England may be pushed to quit soccer’s governing body FIFA if the organization doesn’t root out corruption, U.K. Sports Minister Hugh Robertson said today.

Robertson’s comments come a day after David Triesman, former chairman of the country’s Football Association, said four FIFA executive committee members asked for favors in exchange for votes for England to host the 2018 World Cup.

“There is a desire to try to work and change FIFA from the inside,” Robertson, who was in Zurich when England was voted last of four bidders in December’s World Cup vote, told BBC Radio 4’s Today program. “If FIFA proves unable to do that, then I would say all options are possible.”

FIFA today said it asked England and the Sunday Times to provide reports and evidence to back up the corruption allegations.

Triesman alleged in front of a U.K. parliamentary committee that Jack Warner, a FIFA vice president from Trinidad & Tobago, Brazil’s Ricardo Teixeira, Paraguay’s Nicolas Leoz and Thailand’s Worawi Makudi engaged in “improper and unethical” behavior before Russia was chosen as host of the 2018 tournament. Information supplied by the Sunday Times newspaper to the lawmakers also alleged Qatar paid $1.5 million to African soccer head Issa Hayatou of Cameroon and Jacques Anouma of the Ivory Coast.

Gulf state Qatar, a surprise choice to stage the 2022 World Cup, “categorically” denied the claims, which it described as baseless. Warner denied them also. The others have yet to respond to requests for comment.

Under Scrutiny

FIFA President Sepp Blatter said he couldn’t vouch for the members that sit alongside him on the executive.

“It is my government, but my government is not designated by the president,” Blatter said at a press conference in Zurich yesterday. “I cannot say that they are all angels or they are all devils.”

FIFA’s probity has been under scrutiny since the collapse into bankruptcy of its marketing rights partner ISL in 2001. Swiss investigators found that some FIFA officials, including executive committee members, had been paid bribes by the company, though Blatter was cleared. Its credibility was hit further last November when two voters were suspended before the World Cup decision following an inquiry into claims they’d offered to sell their votes.

Challenge for Presidency

Blatter said action couldn’t be taken against any officials who took bribes because until 2007 they were not illegal under Swiss law.

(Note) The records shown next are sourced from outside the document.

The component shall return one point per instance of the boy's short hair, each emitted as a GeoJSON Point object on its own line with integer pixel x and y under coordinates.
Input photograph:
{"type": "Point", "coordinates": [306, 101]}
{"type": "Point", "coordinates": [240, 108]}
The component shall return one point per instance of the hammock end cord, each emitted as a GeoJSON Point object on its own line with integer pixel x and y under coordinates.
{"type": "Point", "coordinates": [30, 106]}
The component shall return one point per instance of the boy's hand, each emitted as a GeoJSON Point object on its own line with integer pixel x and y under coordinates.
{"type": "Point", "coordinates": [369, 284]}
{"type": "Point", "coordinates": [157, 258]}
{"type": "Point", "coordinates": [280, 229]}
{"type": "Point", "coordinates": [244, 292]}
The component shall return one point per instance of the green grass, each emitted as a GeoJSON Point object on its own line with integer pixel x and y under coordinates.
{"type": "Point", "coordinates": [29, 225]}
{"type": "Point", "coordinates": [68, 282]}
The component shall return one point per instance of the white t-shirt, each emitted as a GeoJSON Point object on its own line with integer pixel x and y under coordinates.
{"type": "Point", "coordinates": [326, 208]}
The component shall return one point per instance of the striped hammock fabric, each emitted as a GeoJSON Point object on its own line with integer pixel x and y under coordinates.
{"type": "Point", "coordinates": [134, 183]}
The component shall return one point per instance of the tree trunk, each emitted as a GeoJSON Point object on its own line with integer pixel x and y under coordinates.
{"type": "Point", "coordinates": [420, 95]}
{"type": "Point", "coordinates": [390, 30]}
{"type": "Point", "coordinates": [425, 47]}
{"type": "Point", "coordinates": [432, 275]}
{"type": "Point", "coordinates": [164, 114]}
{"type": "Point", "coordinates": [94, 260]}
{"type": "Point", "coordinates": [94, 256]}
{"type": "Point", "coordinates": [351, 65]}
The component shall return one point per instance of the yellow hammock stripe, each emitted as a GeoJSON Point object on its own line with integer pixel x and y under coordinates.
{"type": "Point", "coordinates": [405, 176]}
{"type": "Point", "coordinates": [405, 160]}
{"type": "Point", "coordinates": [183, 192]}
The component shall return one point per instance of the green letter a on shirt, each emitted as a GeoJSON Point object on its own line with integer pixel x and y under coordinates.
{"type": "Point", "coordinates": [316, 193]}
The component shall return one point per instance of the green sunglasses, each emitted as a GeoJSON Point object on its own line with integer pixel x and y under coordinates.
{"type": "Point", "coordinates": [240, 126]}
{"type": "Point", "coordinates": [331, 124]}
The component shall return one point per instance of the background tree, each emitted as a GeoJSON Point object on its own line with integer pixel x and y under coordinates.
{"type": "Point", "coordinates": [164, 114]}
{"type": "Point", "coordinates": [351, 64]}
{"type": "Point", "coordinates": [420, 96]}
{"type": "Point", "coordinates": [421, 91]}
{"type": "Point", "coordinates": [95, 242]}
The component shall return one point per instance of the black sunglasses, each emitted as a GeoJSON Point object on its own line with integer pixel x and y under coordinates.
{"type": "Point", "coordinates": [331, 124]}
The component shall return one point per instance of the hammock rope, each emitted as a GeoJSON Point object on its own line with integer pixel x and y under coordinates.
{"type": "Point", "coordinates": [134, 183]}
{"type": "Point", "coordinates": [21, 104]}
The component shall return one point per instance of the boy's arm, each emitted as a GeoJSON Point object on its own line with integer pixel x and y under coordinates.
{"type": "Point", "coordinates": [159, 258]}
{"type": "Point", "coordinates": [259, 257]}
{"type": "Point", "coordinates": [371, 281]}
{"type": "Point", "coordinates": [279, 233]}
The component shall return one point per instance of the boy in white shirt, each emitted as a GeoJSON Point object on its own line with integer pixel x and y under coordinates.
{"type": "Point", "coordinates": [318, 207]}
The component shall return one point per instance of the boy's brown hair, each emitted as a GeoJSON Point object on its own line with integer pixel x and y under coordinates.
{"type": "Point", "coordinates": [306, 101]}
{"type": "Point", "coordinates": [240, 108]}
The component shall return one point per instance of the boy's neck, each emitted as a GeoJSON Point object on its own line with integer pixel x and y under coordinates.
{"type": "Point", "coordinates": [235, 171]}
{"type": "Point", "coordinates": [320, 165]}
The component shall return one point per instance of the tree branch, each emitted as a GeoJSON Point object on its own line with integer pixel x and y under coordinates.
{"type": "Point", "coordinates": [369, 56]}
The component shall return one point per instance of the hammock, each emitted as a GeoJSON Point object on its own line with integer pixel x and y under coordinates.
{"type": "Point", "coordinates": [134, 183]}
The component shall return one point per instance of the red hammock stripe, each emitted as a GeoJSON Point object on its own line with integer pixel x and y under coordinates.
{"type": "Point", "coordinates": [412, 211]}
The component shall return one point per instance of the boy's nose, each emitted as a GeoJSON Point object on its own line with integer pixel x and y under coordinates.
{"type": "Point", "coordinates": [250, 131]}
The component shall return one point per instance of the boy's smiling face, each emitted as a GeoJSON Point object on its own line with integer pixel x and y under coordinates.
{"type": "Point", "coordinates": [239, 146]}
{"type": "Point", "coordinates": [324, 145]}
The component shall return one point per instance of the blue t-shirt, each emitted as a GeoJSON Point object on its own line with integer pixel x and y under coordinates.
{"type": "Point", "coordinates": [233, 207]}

“Until that time it has been considered as commissions and not as bribery -- this is what I want to say here,” he said.

The 75-year-old has been with FIFA for 36 years, and led the group since 1998. He’s being challenged for the presidency by Mohamed Bin Hammam, 62, a Qatari who leads soccer in Asia.

The allegations made by Triesman and the Sunday Times mean eight of the 24 members that sat in FIFA’s highest chamber during the bid process have been sanctioned or accused of impropriety.

Robertson said the soccer body needs to follow the example of the International Olympic Committee, which instituted reforms following a voting scandal around the 2002 Winter Games in Salt Lake City.

“There is nobody currently bidding for the 2018 Winter Olympics who doesn’t believe their system is fair and transparent,” he said. “FIFA needs to be in the same position.”